A José Luis se le ilumina la cara hablando del seminario, del que es Rector. Desde que el obispo tuvo el coraje de abrirlo, hace seis años, han salido cinco sacerdotes, todos en activo, dice con una punta de orgullo del que le gusta a Dios. Once jóvenes más se preparan, y José Luis habla de cada uno como si lo hubiera parido, y eso quizá es lo único que no ha hecho por ellos.
–¿Toma un poco de vino, don José Luis?
–Sólo un poquito. Hace tres años que no tomo, porque en el seminario nos lo hemos vedado. Aquí el alcohol es un problema serio, y queremos poner bien los cimientos.

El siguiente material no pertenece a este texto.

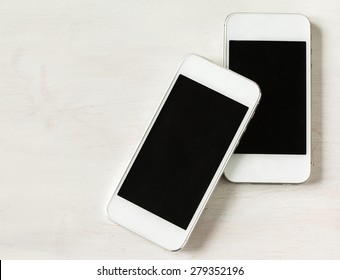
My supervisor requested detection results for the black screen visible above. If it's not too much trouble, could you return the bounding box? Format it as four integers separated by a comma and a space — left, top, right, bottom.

Su obispo ha encargado a José Luis que organice el viaje de las cuatro diócesis kazajas a la JMJ de Madrid, y hablamos de todo: de cómo va a llenar un avión chárter de Iberia; de que ya han hablado con el cónsul español para los visados; del número de puestos que quiere reservar para que jóvenes ortodoxos no se pierdan esta fiesta de fe; de cómo traducir al ruso las catequesis; de cómo el Carmelo de Karagandá reza por los frutos de la JMJ. Y de cómo solicitar la ayuda del fondo de solidaridad. Historias extraordinarias de gente extraordinaria que no sabe que lo es, y que se esconde detrás de cada pequeño donativo que hacemos a la JMJ.